All week long, I've become more aware of the struggle between human, worldly behavior and the attitudes and actions we are called to deliver as Christians. It's not an easy road. It's full of roadblocks, obstacles, and temptations. Of course, it's much easier to respond to situations in the ways of the world, but it takes more courage, effort, energy, and sacrifice to follow Christ. I'm not saying, in any way, that I'm perfectly holy, that I'm blameless and never at fault. No one is exempt from making these difficult choices. But no matter how tough, with God's Word as the Light unto our path, we're called to rise above any situation. Sucks, right? A bit. But that's what we're called to do as children of God.

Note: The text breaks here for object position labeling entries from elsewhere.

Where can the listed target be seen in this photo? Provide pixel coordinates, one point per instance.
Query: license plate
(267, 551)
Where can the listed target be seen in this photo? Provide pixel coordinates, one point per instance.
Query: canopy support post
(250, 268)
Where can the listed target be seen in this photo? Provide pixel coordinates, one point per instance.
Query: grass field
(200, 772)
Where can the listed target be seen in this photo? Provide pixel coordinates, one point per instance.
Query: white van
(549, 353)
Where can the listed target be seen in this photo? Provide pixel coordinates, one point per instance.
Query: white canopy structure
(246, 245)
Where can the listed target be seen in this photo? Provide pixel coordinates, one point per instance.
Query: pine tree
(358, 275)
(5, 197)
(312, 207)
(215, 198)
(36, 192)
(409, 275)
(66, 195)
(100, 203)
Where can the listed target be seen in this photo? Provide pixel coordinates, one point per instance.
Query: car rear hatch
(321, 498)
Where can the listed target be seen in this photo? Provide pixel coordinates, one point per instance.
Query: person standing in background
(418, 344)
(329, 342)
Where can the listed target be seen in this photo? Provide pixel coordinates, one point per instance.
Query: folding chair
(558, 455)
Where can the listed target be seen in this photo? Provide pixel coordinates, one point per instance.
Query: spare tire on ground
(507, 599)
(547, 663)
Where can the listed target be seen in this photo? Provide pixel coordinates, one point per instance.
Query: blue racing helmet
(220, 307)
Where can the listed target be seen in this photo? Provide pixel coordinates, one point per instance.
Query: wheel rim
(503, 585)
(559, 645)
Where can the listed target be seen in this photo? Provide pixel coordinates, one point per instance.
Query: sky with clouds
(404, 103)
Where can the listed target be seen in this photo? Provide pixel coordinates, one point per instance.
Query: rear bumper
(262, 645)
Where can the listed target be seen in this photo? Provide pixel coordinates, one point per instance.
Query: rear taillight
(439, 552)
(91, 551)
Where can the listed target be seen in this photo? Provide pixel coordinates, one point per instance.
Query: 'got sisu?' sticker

Friendships and relationships are priceless, as far as both sides treat it so. This week was a tough one, physically, emotionally, and spiritually, and I thank God for pulling me through. One thing I've definitely realized is that I'm blessed to have a home to look forward to, people to be excited about spending time with, and a wonderful life overflowing with reasons to smile, reasons to be thankful for, reasons to be amazed at God's awesome grace, mercy, and power. Hallelujah! Praise be to God!
On a lighter note, there is another thing that's been on my mind. I'm in this philosophy class called Scientific Method, and it's basically an in-depth analysis of the philosophy of science. Since I've started the class, I've become more aware of how my thoughts progress and how, especially in science, we have been "programmed" to string together known truths through inferred explanations. This is a process we all go through, though we are not conscious of it. With that said, something's been on my mind, and I'm trying to figure it out. I don't know... I know some facts, trying to string the facts together... I don't know what I'm really trying to say... I'm just trying to figure out... what is this? Sorry if this is confusing for the reader... pay no mind to it. I'm just mentally blurbing my emotions here.
Anywhooo... Have an amaaazing week!
"Scientific Method" There is an interesting term...i agree that the thinking process is important as long as it is not divorced from the emotions...thinking and feeling are both key aspects of coming to accurate as possible conclusions in my book!